Despite a fairly diverse filmography, Cheng is still best known for romances like Yesterday Once More, but in recent years has pushed back on her cutesy image with performances in films like Fagara and now Lost Love. When asked the reason Cheng gave for agreeing to headline the relatively low-budget debut film, Ka notes it was because she didn’t see herself in the character. “It’s a departure from her image, how she sees herself, and from what audiences see,” he says. And anyone looking for tabloid fodder about Cheng being a diva will have to wait too. “She was terrific. She’s a star, and a bit of me was expecting her to be a star. [But] she was really cooperative and collaborative.”

Ka calls Lost Love a static road trip, or a road movie in reverse, in which Mei stays put while the people she encounters are on the move. The story starts with Mei and Bun still mourning the loss of their son to illness, and Mei resisting any suggestion of “trying again.” She fosters differently abled children, some with behaviour problems, others in temporary government care, and each contributes to her healing. The film has a picaresque structure thanks to the rotating cast of kids, which allows Mei to run the emotional gamut from frustrated to protective and everything in between, and allows us to watch her come back to her centre year by year. 

Ka’s minimalist, emerging language (“A house, a river, a tree, three people. That’s it,” as he puts it) keeps the focus on the shifting family dynamic in hazy, warm images captured by DOP Danny Szeto Yat-lui (Beyond the Dream). “I wanted to zero in on just these people and not have the space be a distraction,” he says, citing the intimate spaces of Tsai Ming-liang’s psychosexual drama Vive L’Amour, Kim Ki-duk’s lifetime-spanning Spring, Summer, Fall, Winter … and Spring, Michael Haneke’s family tragedy The Seventh Continent and (again) Kore-eda’s Still Walking, about a family memorialising its eldest son, as informing Lost Love.

Another easy conclusion to jump to is that Ka has experience with fostering, or that he covered the issue during his years as a journalist. Adoption is still almost a taboo subject in Hong Kong, and fostering flies even more under the radar. The story was, indeed, inspired by one member of Ka’s family: his mother-in-law. She’s never been part of the official foster system, but has spent extended periods of time over the years caring for relatives’ children. 

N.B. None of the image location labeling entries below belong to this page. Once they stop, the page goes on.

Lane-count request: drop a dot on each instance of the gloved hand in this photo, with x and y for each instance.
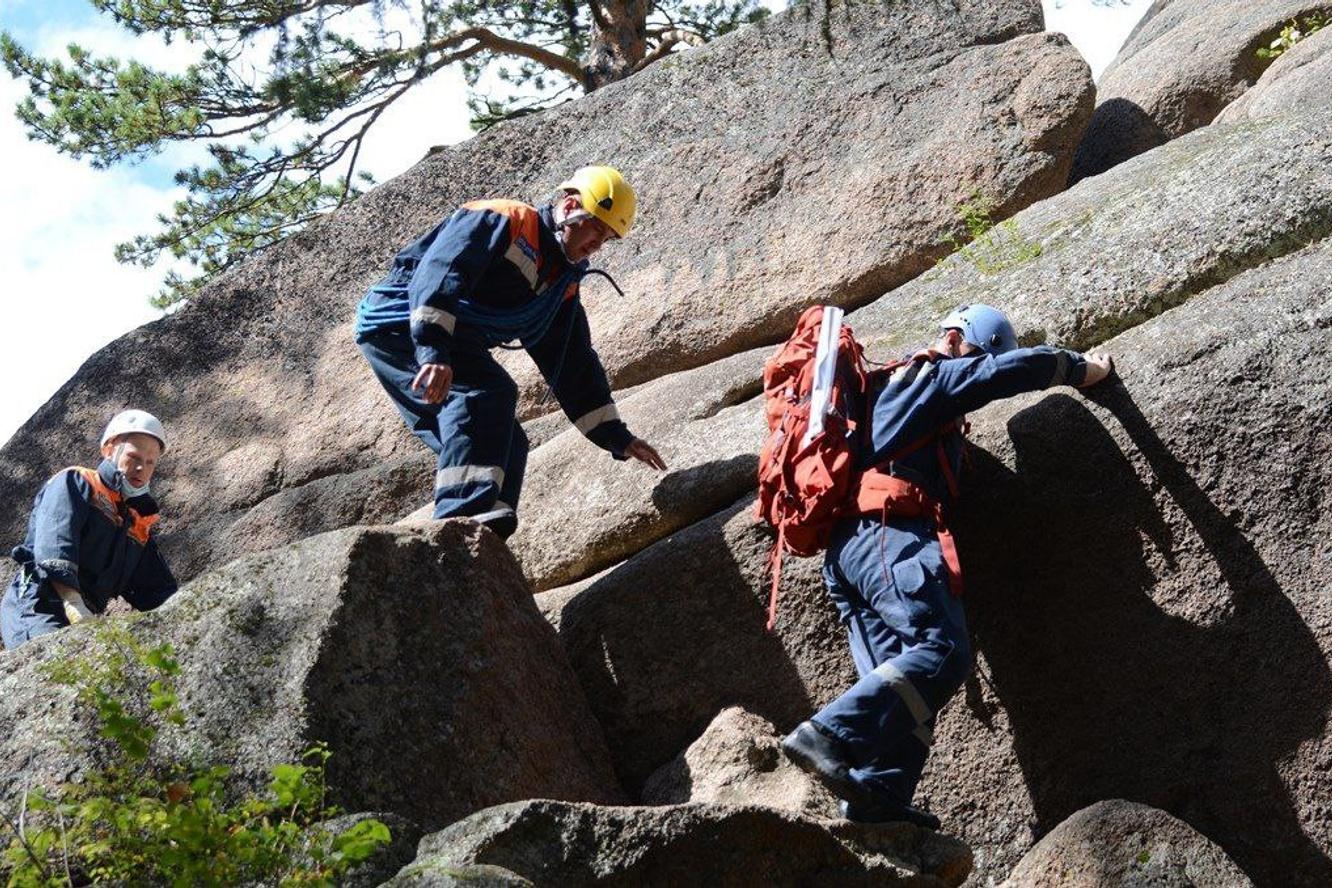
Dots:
(75, 609)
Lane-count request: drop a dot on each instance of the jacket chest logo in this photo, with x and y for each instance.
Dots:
(107, 507)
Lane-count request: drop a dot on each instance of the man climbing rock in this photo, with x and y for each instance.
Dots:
(891, 567)
(492, 273)
(91, 538)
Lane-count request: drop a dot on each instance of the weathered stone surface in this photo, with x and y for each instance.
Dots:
(580, 511)
(1123, 843)
(1295, 83)
(1071, 270)
(556, 843)
(675, 634)
(416, 653)
(433, 872)
(738, 760)
(1119, 249)
(1148, 611)
(1179, 68)
(260, 385)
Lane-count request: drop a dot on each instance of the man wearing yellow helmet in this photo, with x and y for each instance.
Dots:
(497, 272)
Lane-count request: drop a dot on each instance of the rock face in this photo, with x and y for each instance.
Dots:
(671, 637)
(1183, 63)
(272, 412)
(1122, 843)
(1072, 270)
(581, 513)
(1295, 83)
(1158, 547)
(738, 760)
(553, 843)
(416, 653)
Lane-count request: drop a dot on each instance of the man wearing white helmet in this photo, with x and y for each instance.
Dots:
(91, 538)
(891, 567)
(497, 272)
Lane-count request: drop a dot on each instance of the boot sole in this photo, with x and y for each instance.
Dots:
(839, 786)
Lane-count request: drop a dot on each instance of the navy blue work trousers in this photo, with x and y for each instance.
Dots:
(909, 641)
(481, 449)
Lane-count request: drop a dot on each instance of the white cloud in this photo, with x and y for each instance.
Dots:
(1096, 31)
(68, 294)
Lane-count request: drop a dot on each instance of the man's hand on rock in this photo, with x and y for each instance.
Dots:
(1099, 365)
(644, 451)
(433, 381)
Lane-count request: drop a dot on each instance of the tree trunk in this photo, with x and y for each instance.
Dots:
(618, 40)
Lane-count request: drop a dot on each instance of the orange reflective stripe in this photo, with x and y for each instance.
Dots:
(105, 499)
(524, 233)
(141, 526)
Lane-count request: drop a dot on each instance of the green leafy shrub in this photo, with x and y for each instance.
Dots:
(139, 819)
(1294, 32)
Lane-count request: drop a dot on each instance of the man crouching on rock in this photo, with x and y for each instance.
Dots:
(891, 567)
(493, 273)
(91, 538)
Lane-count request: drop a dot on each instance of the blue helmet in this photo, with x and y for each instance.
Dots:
(983, 326)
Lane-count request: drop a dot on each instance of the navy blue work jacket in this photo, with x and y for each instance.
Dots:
(496, 269)
(87, 535)
(915, 401)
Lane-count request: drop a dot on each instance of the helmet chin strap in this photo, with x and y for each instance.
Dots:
(127, 489)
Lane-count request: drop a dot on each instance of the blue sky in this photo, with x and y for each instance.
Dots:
(68, 296)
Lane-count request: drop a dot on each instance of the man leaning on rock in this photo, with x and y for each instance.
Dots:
(91, 538)
(891, 569)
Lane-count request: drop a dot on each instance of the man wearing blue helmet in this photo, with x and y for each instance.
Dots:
(891, 567)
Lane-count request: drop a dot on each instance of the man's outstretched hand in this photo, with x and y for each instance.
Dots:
(1099, 365)
(434, 378)
(644, 451)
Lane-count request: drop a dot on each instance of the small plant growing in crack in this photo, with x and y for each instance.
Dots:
(1292, 33)
(993, 248)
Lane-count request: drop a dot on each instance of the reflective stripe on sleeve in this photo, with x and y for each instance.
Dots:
(468, 474)
(590, 421)
(425, 314)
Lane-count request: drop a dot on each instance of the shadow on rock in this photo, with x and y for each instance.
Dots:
(1138, 641)
(674, 635)
(1119, 131)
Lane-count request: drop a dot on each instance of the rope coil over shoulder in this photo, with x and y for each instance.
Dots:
(806, 477)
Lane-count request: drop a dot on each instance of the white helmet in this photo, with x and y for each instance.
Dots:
(135, 422)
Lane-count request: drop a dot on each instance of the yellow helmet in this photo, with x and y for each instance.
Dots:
(605, 195)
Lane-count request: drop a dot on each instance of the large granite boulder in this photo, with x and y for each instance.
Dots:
(1183, 63)
(875, 121)
(553, 843)
(416, 653)
(1119, 843)
(675, 634)
(1148, 613)
(1296, 83)
(1071, 270)
(581, 513)
(739, 760)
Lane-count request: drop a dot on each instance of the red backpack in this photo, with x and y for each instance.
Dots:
(807, 481)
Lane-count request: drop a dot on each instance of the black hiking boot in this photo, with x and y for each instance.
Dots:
(821, 754)
(885, 811)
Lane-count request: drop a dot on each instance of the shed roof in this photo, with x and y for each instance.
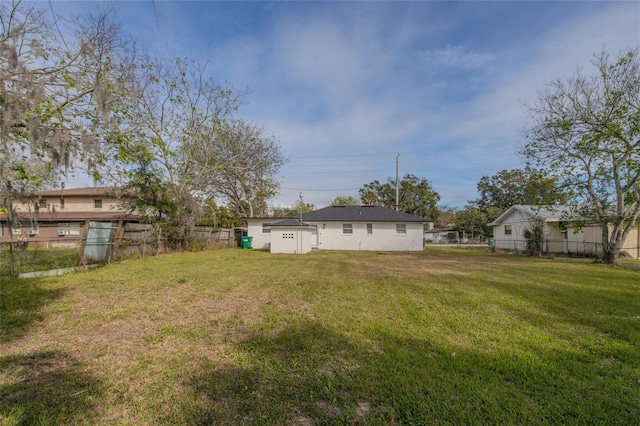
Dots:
(360, 214)
(88, 191)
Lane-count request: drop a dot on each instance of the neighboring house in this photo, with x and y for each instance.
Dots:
(561, 233)
(60, 215)
(341, 228)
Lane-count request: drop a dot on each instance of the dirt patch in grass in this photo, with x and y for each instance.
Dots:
(237, 336)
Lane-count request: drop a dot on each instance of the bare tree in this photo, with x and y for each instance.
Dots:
(238, 162)
(58, 92)
(172, 104)
(586, 131)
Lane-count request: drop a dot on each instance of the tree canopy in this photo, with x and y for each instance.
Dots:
(586, 130)
(416, 196)
(59, 95)
(526, 186)
(75, 93)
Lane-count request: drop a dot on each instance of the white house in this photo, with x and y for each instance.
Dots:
(561, 233)
(341, 228)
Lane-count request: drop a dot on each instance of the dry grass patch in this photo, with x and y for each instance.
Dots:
(245, 337)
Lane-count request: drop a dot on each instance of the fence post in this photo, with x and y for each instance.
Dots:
(10, 259)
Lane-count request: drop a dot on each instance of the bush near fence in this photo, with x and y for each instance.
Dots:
(570, 248)
(128, 240)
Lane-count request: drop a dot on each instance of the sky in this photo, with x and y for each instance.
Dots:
(348, 88)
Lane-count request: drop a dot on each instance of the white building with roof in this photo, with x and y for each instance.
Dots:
(341, 228)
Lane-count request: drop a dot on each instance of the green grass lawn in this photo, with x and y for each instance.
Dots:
(246, 337)
(18, 261)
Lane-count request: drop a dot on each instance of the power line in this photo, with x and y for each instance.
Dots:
(319, 190)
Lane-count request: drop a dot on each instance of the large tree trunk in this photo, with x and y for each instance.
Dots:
(610, 250)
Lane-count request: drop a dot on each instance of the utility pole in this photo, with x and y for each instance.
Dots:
(300, 233)
(397, 184)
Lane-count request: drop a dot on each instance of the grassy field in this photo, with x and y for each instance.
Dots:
(18, 261)
(246, 337)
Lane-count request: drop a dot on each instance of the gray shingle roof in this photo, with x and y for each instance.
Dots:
(289, 222)
(359, 214)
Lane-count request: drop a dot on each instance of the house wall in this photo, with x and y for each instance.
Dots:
(518, 222)
(261, 240)
(384, 237)
(291, 240)
(75, 204)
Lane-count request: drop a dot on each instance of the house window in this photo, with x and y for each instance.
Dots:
(34, 229)
(68, 229)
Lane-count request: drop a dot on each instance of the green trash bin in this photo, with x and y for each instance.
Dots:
(246, 242)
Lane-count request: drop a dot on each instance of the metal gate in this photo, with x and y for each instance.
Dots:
(98, 242)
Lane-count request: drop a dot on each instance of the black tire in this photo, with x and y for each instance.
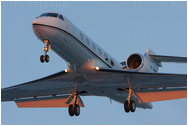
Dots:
(47, 58)
(126, 107)
(132, 106)
(42, 59)
(77, 110)
(71, 113)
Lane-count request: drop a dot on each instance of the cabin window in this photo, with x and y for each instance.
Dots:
(61, 17)
(49, 15)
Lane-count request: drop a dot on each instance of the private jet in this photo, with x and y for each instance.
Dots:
(91, 71)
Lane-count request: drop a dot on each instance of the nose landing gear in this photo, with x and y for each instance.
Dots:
(46, 49)
(129, 105)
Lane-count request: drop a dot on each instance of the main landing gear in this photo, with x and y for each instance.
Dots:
(46, 49)
(129, 105)
(74, 109)
(74, 101)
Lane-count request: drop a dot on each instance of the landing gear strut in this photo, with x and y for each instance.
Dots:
(74, 110)
(47, 47)
(129, 105)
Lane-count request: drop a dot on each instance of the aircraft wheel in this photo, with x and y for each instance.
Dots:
(126, 106)
(42, 59)
(47, 58)
(71, 113)
(77, 110)
(132, 106)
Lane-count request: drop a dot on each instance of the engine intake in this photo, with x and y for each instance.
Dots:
(134, 61)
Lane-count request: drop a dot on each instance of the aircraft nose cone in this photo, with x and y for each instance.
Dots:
(34, 22)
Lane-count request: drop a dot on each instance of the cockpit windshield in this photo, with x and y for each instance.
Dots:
(49, 15)
(52, 15)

“But this is a film, not a documentary. It’s not reporting,” he stresses. “I didn’t want to dive deep into the fostering system in Hong Kong. It’s a metaphor about life.” Ka is aware Lost Love could be a jumping-off point for discussion of a marginalised social issue, and that some audiences will see it as about foster parenting. “I’m fine with that,” he says. “If that’s what the media want to talk about, great. Bringing attention to the foster care system is a good thing,” he finishes. “People will always take what they want from a film. And that’s okay.”